Yönetime dair her makam büyük emanettir. Büyük emanet büyük ehliyet ister. Bu ehliyete sahip olmadan büyük emanetin altına girmek, büyük sorumsuzluktur. Büyük emanete yönelik sorumsuzluk, büyük ihanettir.

İçinde yönetmenin olduğu bir makamın iki tür taliplisi vardır: Balarısı tabiatlılar ve sinek tabiatlılar. Balarısı tabiatlılar yönetim emanetine ehil olanlardır. Onlar üretmek için taliptir, tüketmek için değil. Sinek tabiatlılar ise yönetim emanetine ehil olmadıkları halde yönetmek için can atarlar. Onlar sebze ve tahıl zararlıları gibi, tebelleş oldukları nimeti tüketir. Birinin arı veya sinek tabiatına sahip olduğunu anlamanın en iyi yolu şudur: Eğer oturduğu makama değer katıyorsa arı tabiatlıdır, eğer değerini oturduğu makamdan alıyorsa sinek tabiatlıdır.

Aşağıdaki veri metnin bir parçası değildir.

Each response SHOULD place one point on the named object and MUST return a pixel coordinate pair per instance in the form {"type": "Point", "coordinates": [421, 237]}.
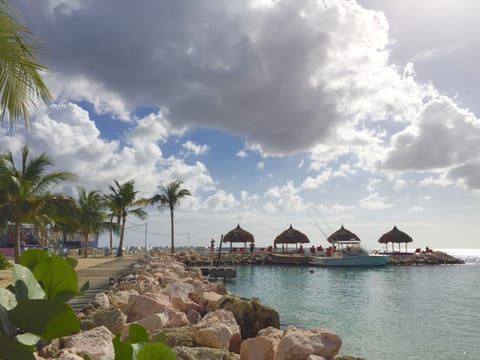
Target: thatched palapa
{"type": "Point", "coordinates": [395, 236]}
{"type": "Point", "coordinates": [238, 235]}
{"type": "Point", "coordinates": [343, 235]}
{"type": "Point", "coordinates": [291, 236]}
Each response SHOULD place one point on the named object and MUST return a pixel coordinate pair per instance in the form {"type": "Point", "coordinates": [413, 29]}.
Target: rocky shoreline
{"type": "Point", "coordinates": [264, 258]}
{"type": "Point", "coordinates": [199, 320]}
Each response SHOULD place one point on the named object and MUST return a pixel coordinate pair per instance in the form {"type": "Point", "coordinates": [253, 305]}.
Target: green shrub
{"type": "Point", "coordinates": [35, 307]}
{"type": "Point", "coordinates": [4, 263]}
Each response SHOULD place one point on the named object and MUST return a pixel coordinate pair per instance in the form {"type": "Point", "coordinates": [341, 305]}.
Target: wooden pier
{"type": "Point", "coordinates": [215, 273]}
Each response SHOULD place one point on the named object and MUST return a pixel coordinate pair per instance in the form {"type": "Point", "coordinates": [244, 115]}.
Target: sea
{"type": "Point", "coordinates": [386, 313]}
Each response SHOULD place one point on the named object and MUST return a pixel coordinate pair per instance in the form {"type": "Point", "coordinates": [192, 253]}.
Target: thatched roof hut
{"type": "Point", "coordinates": [291, 236]}
{"type": "Point", "coordinates": [343, 235]}
{"type": "Point", "coordinates": [238, 235]}
{"type": "Point", "coordinates": [395, 236]}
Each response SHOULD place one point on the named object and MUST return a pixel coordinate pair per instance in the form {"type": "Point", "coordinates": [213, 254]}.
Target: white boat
{"type": "Point", "coordinates": [342, 259]}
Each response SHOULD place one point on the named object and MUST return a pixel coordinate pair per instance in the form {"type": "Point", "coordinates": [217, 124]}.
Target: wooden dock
{"type": "Point", "coordinates": [215, 273]}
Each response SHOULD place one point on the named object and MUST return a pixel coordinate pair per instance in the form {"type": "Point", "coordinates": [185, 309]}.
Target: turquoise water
{"type": "Point", "coordinates": [388, 313]}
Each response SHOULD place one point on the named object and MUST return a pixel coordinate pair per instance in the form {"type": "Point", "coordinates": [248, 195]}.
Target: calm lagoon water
{"type": "Point", "coordinates": [388, 313]}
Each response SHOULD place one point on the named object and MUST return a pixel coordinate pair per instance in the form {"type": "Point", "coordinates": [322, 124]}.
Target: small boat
{"type": "Point", "coordinates": [290, 259]}
{"type": "Point", "coordinates": [355, 258]}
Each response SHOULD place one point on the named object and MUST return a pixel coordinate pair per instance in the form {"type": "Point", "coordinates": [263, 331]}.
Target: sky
{"type": "Point", "coordinates": [273, 113]}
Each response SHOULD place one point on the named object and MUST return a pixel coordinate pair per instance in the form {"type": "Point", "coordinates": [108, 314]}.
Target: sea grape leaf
{"type": "Point", "coordinates": [28, 338]}
{"type": "Point", "coordinates": [58, 278]}
{"type": "Point", "coordinates": [7, 299]}
{"type": "Point", "coordinates": [137, 333]}
{"type": "Point", "coordinates": [32, 257]}
{"type": "Point", "coordinates": [153, 351]}
{"type": "Point", "coordinates": [73, 262]}
{"type": "Point", "coordinates": [84, 288]}
{"type": "Point", "coordinates": [11, 349]}
{"type": "Point", "coordinates": [24, 274]}
{"type": "Point", "coordinates": [6, 326]}
{"type": "Point", "coordinates": [122, 349]}
{"type": "Point", "coordinates": [48, 319]}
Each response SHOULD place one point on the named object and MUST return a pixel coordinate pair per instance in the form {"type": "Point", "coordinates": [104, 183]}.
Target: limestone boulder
{"type": "Point", "coordinates": [95, 343]}
{"type": "Point", "coordinates": [298, 344]}
{"type": "Point", "coordinates": [119, 298]}
{"type": "Point", "coordinates": [193, 316]}
{"type": "Point", "coordinates": [250, 314]}
{"type": "Point", "coordinates": [113, 319]}
{"type": "Point", "coordinates": [218, 329]}
{"type": "Point", "coordinates": [203, 353]}
{"type": "Point", "coordinates": [180, 336]}
{"type": "Point", "coordinates": [261, 347]}
{"type": "Point", "coordinates": [141, 306]}
{"type": "Point", "coordinates": [101, 300]}
{"type": "Point", "coordinates": [209, 300]}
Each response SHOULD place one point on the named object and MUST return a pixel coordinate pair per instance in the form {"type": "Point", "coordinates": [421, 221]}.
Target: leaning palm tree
{"type": "Point", "coordinates": [170, 196]}
{"type": "Point", "coordinates": [123, 202]}
{"type": "Point", "coordinates": [20, 82]}
{"type": "Point", "coordinates": [25, 190]}
{"type": "Point", "coordinates": [91, 215]}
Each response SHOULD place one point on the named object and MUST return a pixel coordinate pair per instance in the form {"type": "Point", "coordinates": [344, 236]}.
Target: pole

Baş olmaya layık olanlar, baş olma tutkusuna ait olmazlar. Baş olma tutkusuna ait olanlar, baş olmaya layık olamazlar. Baş olma tutkusuna “sahip olma” değil, “ait olma” dedik. Zira bir şey tutkuyla istenince, isteyen kimse o şeyi elde etse dahi, ona “sahip” değil, olsa olsa ona “ait” olur.

Nasıl ki siyaset emanetse, ilim de emanettir. İlim âlimin fehmine emanettir. İlmin sahibine yüklediği iki sorumluluk vardır: İlki onu üretmek, ikincisi ilminin gereğiyle amel etmektir. İlmi üretmeyenler, ilmin sineğidir. İlmi üretenlerse, ilmin balarısıdır.

İlim kendisini sadece taşıyana “âlim” payesi kazandırmaz. Öyle olsaydı, şimdiye kadar ilmin en sadık taşıyıcısı olan kitaplardan daha büyük âlim olmazdı. Şimdilerde kitapların yerini elektronik kartlar, hafızalar ve arama motorları gibi internet siteleri almıştır. Ne tarihte ne de günümüzde hiçbir âlimin taşıdığı ilim hacim olarak bir arama motorunca barındırılanın milyonda birine ulaşmamıştır. Şu halde âlim, ilmi sadece taşıyan değil, üreten ve yaşayandır.

Servet mülkiyet değil emanettir

Kur’an’da nerede “göklerin ve yerin mülkü” geçse, orada mutlaka “mülk” tahsis lâm’ı ile Allah’a hasredilir. Bunun istisnası yoktur.

Kur’an, bu muhteşem üslubuyla, muhatabının mülk tasavvurunu inşa eder ve zımnen der ki: Ey insan! “Benim” dediklerin, gerçekte senin mülkün değildir. Sana Allah’ın emanetidir. Zira Allah el-Melik ve el-Mâlik’tir. Mülkün mutlak manada yegane maliki O’dur. O mülkünü dilediğine verir. Aslında verdiği şey de onu verdiği kimse de O’nun mülküdür. Mülkünü, mülküne vermiştir.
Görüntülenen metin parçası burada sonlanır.